Drivers for industry growth:

  • Lifestyle: People with a desk-job are less-exposed to sunlight, hence they may not have optimum levels of vitamin D. People that choose to be vegetarian or vegan are at a higher risk of vitamin B12 deficiency. Such people may need dietary supplements to fill the gap and have optimum levels of mcironutrients.
  • Changing consumer preferences: A clear shift can be observed from curative to preventive care attributed to the pandemic. Increasing awareness about the role of immunity and dietary supplements has led to significant demand. Even after the pandemic has reduced in its intensity, preventive healthcare strategies such as immune boosting nutraceutical supplements may become a part of people’s everyday lives.
  • Some nutraceuticals like zinc, vitamin C and vitamin D have shown efficacy in managing Covid-19, thus some physicians have been prescribing these supplements to patients with Covid-19.
  • Pill fatigue: Nutraceuticals are available in several forms, like, tablets, capsules, gummies, purified extracts and even beverages, thus making them easy to use by all age groups. Gummies are catching up as an option and may be a good alternative for people having difficulty swallowing tablets and capsules. Different nutraceuticals are being available in the gummy form that is widely accepted by children.
  • In India, there are large number of people who are undernourished, anemic and deficient in certain micronutrients.

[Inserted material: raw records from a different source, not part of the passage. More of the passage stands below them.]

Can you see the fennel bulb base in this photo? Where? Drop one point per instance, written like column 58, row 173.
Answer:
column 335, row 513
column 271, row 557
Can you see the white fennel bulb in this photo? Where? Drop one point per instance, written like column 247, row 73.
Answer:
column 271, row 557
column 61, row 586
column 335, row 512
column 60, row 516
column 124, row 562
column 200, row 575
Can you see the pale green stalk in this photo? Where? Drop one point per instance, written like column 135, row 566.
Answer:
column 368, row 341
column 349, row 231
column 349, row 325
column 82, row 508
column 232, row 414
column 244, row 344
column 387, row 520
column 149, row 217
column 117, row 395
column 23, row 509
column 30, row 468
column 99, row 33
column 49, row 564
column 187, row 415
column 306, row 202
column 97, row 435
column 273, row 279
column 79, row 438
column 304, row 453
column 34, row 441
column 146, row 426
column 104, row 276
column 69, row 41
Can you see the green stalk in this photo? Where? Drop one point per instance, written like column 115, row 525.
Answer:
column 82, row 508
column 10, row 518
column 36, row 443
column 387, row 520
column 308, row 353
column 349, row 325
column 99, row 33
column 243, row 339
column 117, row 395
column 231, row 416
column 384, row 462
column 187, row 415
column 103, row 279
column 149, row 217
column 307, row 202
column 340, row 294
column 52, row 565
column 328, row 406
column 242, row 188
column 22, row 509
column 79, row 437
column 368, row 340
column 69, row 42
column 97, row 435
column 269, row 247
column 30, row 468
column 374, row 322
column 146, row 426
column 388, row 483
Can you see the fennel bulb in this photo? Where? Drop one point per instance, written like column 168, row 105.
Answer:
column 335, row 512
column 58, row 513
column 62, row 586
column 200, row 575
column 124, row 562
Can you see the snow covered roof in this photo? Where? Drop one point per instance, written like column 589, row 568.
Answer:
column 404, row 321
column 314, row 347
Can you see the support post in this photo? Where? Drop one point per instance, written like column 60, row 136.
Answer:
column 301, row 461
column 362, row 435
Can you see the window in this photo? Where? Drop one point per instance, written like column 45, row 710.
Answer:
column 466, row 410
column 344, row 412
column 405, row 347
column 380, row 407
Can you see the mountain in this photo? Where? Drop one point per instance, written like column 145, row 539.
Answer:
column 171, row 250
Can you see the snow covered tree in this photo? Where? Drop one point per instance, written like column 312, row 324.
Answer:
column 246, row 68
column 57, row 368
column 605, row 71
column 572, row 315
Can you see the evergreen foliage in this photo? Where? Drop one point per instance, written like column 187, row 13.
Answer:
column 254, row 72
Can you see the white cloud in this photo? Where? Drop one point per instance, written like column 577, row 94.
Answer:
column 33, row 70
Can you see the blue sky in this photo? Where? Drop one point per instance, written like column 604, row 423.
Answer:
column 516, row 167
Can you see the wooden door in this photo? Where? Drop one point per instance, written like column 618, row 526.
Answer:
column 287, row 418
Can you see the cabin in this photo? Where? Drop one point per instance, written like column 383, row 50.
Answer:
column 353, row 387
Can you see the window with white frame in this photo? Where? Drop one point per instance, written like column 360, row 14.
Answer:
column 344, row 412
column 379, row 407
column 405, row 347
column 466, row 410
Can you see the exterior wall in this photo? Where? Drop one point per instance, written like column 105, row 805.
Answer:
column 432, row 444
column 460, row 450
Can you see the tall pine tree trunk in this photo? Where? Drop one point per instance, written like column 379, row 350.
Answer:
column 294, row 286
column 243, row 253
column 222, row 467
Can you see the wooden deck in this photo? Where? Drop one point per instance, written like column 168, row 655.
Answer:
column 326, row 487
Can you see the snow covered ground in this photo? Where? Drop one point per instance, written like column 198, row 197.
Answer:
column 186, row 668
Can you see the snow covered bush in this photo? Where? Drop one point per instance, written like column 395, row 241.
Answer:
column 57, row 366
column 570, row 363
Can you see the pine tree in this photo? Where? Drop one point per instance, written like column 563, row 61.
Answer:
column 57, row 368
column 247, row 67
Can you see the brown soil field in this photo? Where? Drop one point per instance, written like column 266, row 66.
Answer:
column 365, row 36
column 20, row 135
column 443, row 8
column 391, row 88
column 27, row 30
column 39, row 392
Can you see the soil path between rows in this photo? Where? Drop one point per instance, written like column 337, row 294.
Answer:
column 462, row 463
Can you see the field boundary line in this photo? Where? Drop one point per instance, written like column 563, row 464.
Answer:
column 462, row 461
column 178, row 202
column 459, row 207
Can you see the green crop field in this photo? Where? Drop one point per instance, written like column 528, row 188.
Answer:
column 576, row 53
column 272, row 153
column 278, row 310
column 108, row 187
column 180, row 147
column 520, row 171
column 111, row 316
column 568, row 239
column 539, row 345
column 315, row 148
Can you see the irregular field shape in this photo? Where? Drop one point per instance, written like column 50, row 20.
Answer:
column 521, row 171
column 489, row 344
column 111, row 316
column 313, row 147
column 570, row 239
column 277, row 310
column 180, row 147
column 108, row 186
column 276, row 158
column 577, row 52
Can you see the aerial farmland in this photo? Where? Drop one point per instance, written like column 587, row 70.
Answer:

The government has undertaken several measures to reduce the same through various initiatives including drives and campaigns. Hence, the nutraceuticals market in India is poised for growth.


There is growing interest for the role of nutraceuticals in reducing health problems as well as systemic diseases. Considering the current scenario, India’s nutraceuticals industry has the potential to grow at a lightning speed. Research and development is at the peak in this emerging nutraceutical field. The greatest scientific need pertains to standardization of the nutraceutical compounds or products carefully develop and execute clinical studies to provide the basis for health claims to produce an impact on the consumers as well as on the nutraceutical companies. High quality, purity, safety and efficacy are the pillars of evidence-based nutraceuticals.